Cyanogenic glucosides are widespread defence compounds in plants, and they are also found in some arthropods, especially within Lepidoptera. The aliphatic linamarin and lotaustralin are the most common cyanogenic glucosides in Lepidoptera, and they are biosynthesised de novo, and/or sequestered from food plants. Their biosynthetic pathway was elucidated in the burnet moth, Zygaena filipendulae, and consists of three enzymes: two cytochrome P450 enzymes, CYP405A2 and CYP332A3, and a glucosyl transferase, UGT33A1. Heliconius butterflies also produce linamarin and lotaustralin and have close homologs to CYP405A2 and CYP332A3. To unravel the evolution of the pathway in Lepidoptera, we performed phylogenetic analyses on all available CYP405 and CYP332 sequences.
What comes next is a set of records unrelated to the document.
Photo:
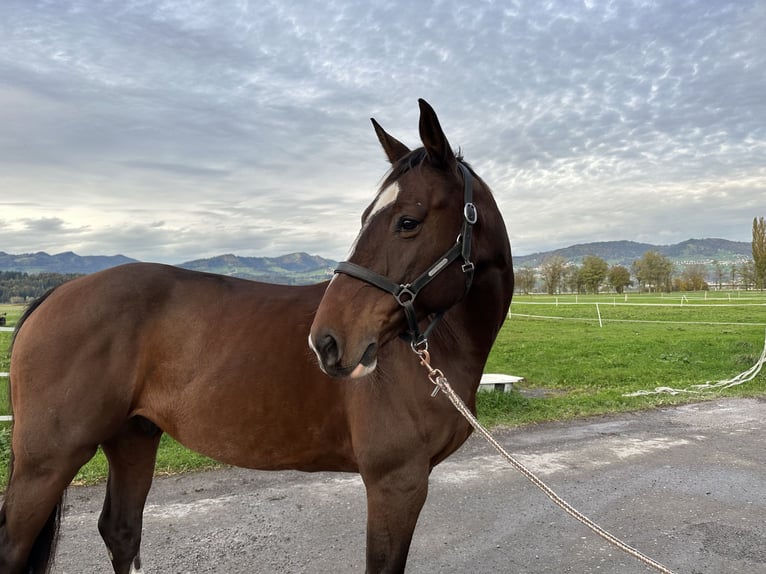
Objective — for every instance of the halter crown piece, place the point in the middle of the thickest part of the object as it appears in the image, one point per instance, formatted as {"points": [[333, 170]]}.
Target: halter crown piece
{"points": [[405, 293]]}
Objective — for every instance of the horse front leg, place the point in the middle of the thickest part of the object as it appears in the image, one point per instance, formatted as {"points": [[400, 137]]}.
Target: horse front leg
{"points": [[394, 502]]}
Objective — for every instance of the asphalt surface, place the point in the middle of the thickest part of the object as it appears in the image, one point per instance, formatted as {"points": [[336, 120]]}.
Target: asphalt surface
{"points": [[684, 485]]}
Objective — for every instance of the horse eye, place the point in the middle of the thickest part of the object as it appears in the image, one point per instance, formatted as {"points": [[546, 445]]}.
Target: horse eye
{"points": [[407, 224]]}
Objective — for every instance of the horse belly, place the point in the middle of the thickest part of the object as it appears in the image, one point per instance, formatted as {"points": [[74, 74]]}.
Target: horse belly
{"points": [[280, 419]]}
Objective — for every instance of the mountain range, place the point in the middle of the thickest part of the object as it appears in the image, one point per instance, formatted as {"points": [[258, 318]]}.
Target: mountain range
{"points": [[626, 252], [295, 268], [302, 268]]}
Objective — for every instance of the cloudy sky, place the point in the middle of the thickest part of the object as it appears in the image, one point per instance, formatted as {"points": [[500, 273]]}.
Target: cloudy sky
{"points": [[172, 130]]}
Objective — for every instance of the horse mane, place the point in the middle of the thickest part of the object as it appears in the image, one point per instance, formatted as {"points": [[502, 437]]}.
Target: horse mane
{"points": [[411, 161], [28, 311]]}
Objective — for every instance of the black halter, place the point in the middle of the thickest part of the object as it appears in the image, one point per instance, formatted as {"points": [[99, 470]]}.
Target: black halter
{"points": [[405, 293]]}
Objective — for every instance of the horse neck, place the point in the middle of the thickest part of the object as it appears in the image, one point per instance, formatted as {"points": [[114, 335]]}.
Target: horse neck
{"points": [[472, 325]]}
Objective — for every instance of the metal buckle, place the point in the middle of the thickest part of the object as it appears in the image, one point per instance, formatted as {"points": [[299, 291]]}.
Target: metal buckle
{"points": [[404, 291], [470, 213]]}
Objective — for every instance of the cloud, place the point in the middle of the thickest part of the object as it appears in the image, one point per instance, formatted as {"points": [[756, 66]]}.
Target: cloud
{"points": [[242, 126]]}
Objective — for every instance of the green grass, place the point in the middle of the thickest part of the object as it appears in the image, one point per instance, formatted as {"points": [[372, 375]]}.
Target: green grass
{"points": [[573, 365], [582, 367]]}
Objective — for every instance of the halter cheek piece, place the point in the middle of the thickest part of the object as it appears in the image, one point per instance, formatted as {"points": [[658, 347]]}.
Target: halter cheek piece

CYP332 sequences were present in almost all Lepidoptera, while the distribution of CYP405s among butterflies and moths was much more limited. Negative purifying selection was found in both CYP enzyme families, indicating that the biosynthesis of CNglcs is an old trait, and not a newly evolved pathway. We compared CYP405A2 to its close paralog, CYP405A3, which is not involved in the biosynthetic pathway. The only significant difference between these two enzymes is a smaller substrate binding pocket in CYP405A2, which would make the enzyme more substrate specific. We consider it likely that the biosynthetic pathway of CNglcs in butterflies and moths have evolved from a common pathway, perhaps based on a predisposition for detoxifying aldoximes by way of a CYP332. Later the aldoxime metabolising CYP405s evolved, and a UGT was recruited into the pathway to establish de novo biosynthesis of CNglcs.
氰基葡萄糖苷是植物中广泛存在的防御化合物,也存在于一些节肢动物中,尤其是鳞翅目昆虫中。脂肪族的亚麻苦苷和澳洲茄碱是鳞翅目昆虫中最常见的氰基葡萄糖苷,它们是从头合成的,和/或从食物植物中隔离出来的。它们的生物合成途径在毛茛灰蝶中得到了阐明,由三种酶组成:两种细胞色素 P450 酶 CYP405A2 和 CYP332A3,以及一种葡萄糖基转移酶 UGT33A1。凤蝶也产生亚麻苦苷和澳洲茄碱,并且与 CYP405A2 和 CYP332A3 有密切的同源物。为了解开鳞翅目昆虫中该途径的进化,我们对所有可用的 CYP405 和 CYP332 序列进行了系统发育分析。CYP332 序列几乎存在于所有鳞翅目昆虫中,而 CYP405s 在蝴蝶和蛾中的分布则更为有限。在这两种细胞色素酶家族中都发现了负净化选择,表明 CNglcs 的生物合成是一个古老的特征,而不是新进化的途径。我们将 CYP405A2 与其密切的旁系同源物 CYP405A3 进行了比较,后者不参与生物合成途径。这两种酶唯一的显著差异是 CYP405A2 的底物结合口袋较小,这使得该酶的底物特异性更强。我们认为,蝴蝶和蛾中 CNglcs 的生物合成途径可能是从一个共同的途径进化而来的,也许是基于通过 CYP332 解毒醛肟的倾向。后来,醛肟代谢的 CYP405 进化了,一个 UGT 被招募到该途径中,建立了 CNglcs 的从头生物合成。